The huge cistern was dug entirely out of the tuff cliff. Being 15 meters high/deep, 72 meters long, and 25 meters wide, having a capacity of 12,000m3, Piscina mirabilis is maybe the most impressive Roman cistern ever brought to light. It was supported by vaulted ceilings and 48 pillars lined in 4 rows, almost forming the aisles of a huge underground cathedral. It is entered by two staircases, diagonally opposite one another.

                    Image courtesy of Hydria Virtual Museum
Floor plan of the huge Piscina Mirabilis

Hydria Virtual Museum

The walls and pillars – built in opus reticulatum with brick appeals (side walls) and tuff (pillars) – have a typical waterproofing coating in earthenware often. At the base of the pillars and walls, the curb, smoothing the corners, had the function to prevent leaking. In the floor of the central nave is a basin of 1.10m depth which presumably served as a settling tank and drain for the cleaning and the ordinary emptying of the cistern. Near the entrance is the inlet conduit that permitted recharge. The absence of exit holes suggests that the water was extracted from the top by means of hydraulic machines and then channelled.

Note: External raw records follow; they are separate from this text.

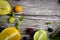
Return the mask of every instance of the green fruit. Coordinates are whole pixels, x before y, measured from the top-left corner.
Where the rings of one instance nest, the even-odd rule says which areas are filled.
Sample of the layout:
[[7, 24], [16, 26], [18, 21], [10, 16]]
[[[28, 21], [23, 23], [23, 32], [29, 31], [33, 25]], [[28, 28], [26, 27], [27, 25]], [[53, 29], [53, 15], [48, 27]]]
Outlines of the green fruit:
[[39, 30], [34, 34], [34, 40], [47, 40], [47, 33], [44, 30]]
[[9, 21], [9, 23], [14, 23], [15, 18], [14, 17], [10, 17], [8, 21]]
[[11, 12], [11, 6], [7, 1], [0, 1], [0, 15], [9, 14]]

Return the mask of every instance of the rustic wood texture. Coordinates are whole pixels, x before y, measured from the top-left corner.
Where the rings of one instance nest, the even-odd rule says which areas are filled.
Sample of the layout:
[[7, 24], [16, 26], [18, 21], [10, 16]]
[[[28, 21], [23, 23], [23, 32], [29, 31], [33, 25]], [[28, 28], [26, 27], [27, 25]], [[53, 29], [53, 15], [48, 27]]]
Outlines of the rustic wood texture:
[[[46, 30], [45, 22], [57, 22], [60, 24], [60, 4], [58, 0], [8, 0], [12, 7], [16, 5], [23, 6], [22, 13], [16, 13], [16, 17], [19, 18], [21, 15], [25, 17], [20, 28], [21, 33], [26, 28], [44, 29]], [[1, 17], [2, 18], [2, 17]], [[3, 16], [3, 18], [8, 18], [8, 16]], [[5, 19], [3, 20], [5, 23]], [[7, 26], [14, 26], [14, 24], [6, 24]], [[57, 24], [50, 25], [54, 30]], [[49, 34], [49, 33], [48, 33]], [[26, 35], [24, 35], [26, 36]], [[48, 39], [49, 40], [49, 39]]]

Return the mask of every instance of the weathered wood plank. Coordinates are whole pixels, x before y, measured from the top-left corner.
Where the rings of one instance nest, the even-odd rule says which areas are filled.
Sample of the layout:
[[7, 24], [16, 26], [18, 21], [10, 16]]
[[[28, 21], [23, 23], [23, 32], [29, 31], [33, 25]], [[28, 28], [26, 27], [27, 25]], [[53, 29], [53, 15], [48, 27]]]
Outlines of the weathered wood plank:
[[12, 6], [22, 5], [24, 9], [23, 14], [60, 15], [60, 4], [58, 4], [57, 1], [58, 0], [13, 0], [10, 1], [10, 3], [12, 4]]

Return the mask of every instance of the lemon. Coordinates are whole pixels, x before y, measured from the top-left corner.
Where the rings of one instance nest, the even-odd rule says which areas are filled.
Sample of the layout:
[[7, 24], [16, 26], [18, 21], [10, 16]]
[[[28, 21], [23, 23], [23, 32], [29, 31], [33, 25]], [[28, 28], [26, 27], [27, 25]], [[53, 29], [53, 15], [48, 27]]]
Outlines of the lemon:
[[34, 40], [47, 40], [47, 33], [44, 30], [39, 30], [34, 34]]
[[7, 1], [0, 1], [0, 15], [9, 14], [11, 12], [11, 6]]
[[14, 17], [10, 17], [9, 20], [8, 20], [9, 23], [14, 23], [14, 21], [15, 21]]
[[23, 11], [23, 7], [20, 6], [20, 5], [15, 6], [14, 11], [15, 11], [15, 12], [22, 12], [22, 11]]
[[6, 28], [0, 33], [0, 40], [20, 40], [20, 33], [13, 27]]

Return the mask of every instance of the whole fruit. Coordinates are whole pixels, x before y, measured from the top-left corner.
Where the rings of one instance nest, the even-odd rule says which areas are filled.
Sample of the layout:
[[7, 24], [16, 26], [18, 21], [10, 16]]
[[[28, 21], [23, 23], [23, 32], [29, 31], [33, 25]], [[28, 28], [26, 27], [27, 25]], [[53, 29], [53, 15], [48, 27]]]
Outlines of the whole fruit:
[[0, 40], [20, 40], [20, 32], [14, 27], [8, 27], [0, 33]]
[[22, 40], [29, 40], [29, 38], [25, 36], [22, 38]]
[[37, 32], [35, 32], [34, 40], [47, 40], [47, 33], [44, 30], [38, 30]]
[[27, 30], [26, 30], [26, 33], [29, 35], [33, 34], [33, 32], [34, 32], [33, 28], [27, 28]]
[[23, 7], [20, 6], [20, 5], [17, 5], [17, 6], [14, 7], [14, 11], [15, 12], [22, 12], [23, 11]]
[[14, 21], [15, 21], [15, 18], [14, 18], [14, 17], [10, 17], [10, 18], [8, 19], [8, 22], [9, 22], [9, 23], [14, 23]]

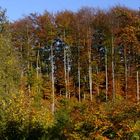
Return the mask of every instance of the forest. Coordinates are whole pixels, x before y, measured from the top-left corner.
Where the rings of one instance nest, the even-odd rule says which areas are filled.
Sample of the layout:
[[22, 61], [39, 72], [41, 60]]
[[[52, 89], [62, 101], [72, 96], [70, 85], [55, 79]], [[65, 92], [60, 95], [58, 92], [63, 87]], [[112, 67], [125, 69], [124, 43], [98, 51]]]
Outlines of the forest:
[[139, 10], [0, 9], [0, 140], [140, 140], [139, 77]]

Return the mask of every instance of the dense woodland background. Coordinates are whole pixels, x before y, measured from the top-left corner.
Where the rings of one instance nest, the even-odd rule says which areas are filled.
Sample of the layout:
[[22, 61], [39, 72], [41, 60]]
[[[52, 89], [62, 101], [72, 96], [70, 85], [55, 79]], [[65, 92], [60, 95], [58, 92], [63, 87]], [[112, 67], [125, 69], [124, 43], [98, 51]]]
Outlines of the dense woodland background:
[[0, 10], [0, 140], [139, 140], [139, 75], [139, 10]]

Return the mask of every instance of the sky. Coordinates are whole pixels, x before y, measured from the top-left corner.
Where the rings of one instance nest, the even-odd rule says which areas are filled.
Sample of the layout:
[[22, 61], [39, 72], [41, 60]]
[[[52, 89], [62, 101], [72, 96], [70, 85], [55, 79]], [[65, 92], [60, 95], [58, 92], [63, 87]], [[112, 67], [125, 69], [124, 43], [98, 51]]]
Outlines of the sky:
[[55, 13], [62, 10], [77, 11], [89, 6], [108, 9], [115, 5], [139, 9], [140, 0], [0, 0], [0, 7], [7, 9], [10, 21], [18, 20], [30, 13], [43, 13], [45, 10]]

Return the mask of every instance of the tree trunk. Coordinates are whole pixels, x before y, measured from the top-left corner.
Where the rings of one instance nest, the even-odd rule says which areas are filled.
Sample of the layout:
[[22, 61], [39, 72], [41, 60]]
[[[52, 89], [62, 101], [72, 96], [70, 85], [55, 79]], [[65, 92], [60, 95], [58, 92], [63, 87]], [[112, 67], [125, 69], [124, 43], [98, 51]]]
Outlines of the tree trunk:
[[107, 48], [105, 47], [105, 79], [106, 79], [106, 101], [108, 100], [108, 65], [107, 65]]
[[[89, 30], [90, 31], [90, 30]], [[90, 43], [90, 34], [87, 33], [88, 39], [88, 61], [89, 61], [89, 89], [90, 89], [90, 100], [92, 101], [92, 65], [91, 65], [91, 43]]]
[[126, 47], [124, 47], [124, 67], [125, 67], [125, 98], [128, 98], [128, 70], [127, 70], [127, 56]]
[[112, 96], [113, 96], [113, 101], [115, 100], [115, 73], [114, 73], [114, 41], [113, 41], [113, 36], [111, 39], [111, 44], [112, 44]]
[[79, 95], [79, 102], [81, 101], [81, 83], [80, 83], [81, 73], [80, 73], [80, 51], [78, 46], [78, 95]]
[[53, 47], [51, 45], [51, 80], [52, 80], [52, 113], [55, 111], [55, 95], [54, 95], [54, 62], [53, 62]]
[[140, 100], [140, 89], [139, 89], [139, 71], [137, 70], [137, 102]]
[[65, 94], [66, 98], [68, 98], [68, 89], [67, 89], [67, 62], [66, 62], [66, 48], [64, 48], [64, 71], [65, 71]]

Piscina Mirabilis was mainly used to cover the needs of the imperial fleet at Miseno.

After a recent restoration today (2013) the site is open to public. It is actually frequently visited by photographers training studios, for practice, as the mould combined with the dim light on the pillars creates high quality scenery.

Cento Camarelle

Adjacent to the main cistern at Miseno were a number of other private cisterns such as the one today called Cento Camarelle (= 100 small rooms) a group of cisterns arranged on two levels built in different eras, between the late Republican age and the 1st century AD.

It is a structured set of water cisterns, used for the supply of the ancient villa on the sea orator Quintus Hortensius Ortalo. It was traditionally known also as “Nero’s Prisons”.

The complex is made by two independent floors, built on a tuff crag overhanging the sea. The oldest part occupies the lower floor and has a series of vaulted tunnels and a long corridor, leading to a suggestive sea view. The second floor, set 6 meters higher, has been realised only later. In fact, it presents a totally different position and it is made up by a big cistern divided into four naves by pillars that support the barrel vaults.

With the advent of Augustus and the construction of the port of Misenum, the whole of Centum Cellae underwent major transformations, adapted to deposit oil amphorae and vinarie or otherwise used as a store room to the fleet at Misenum.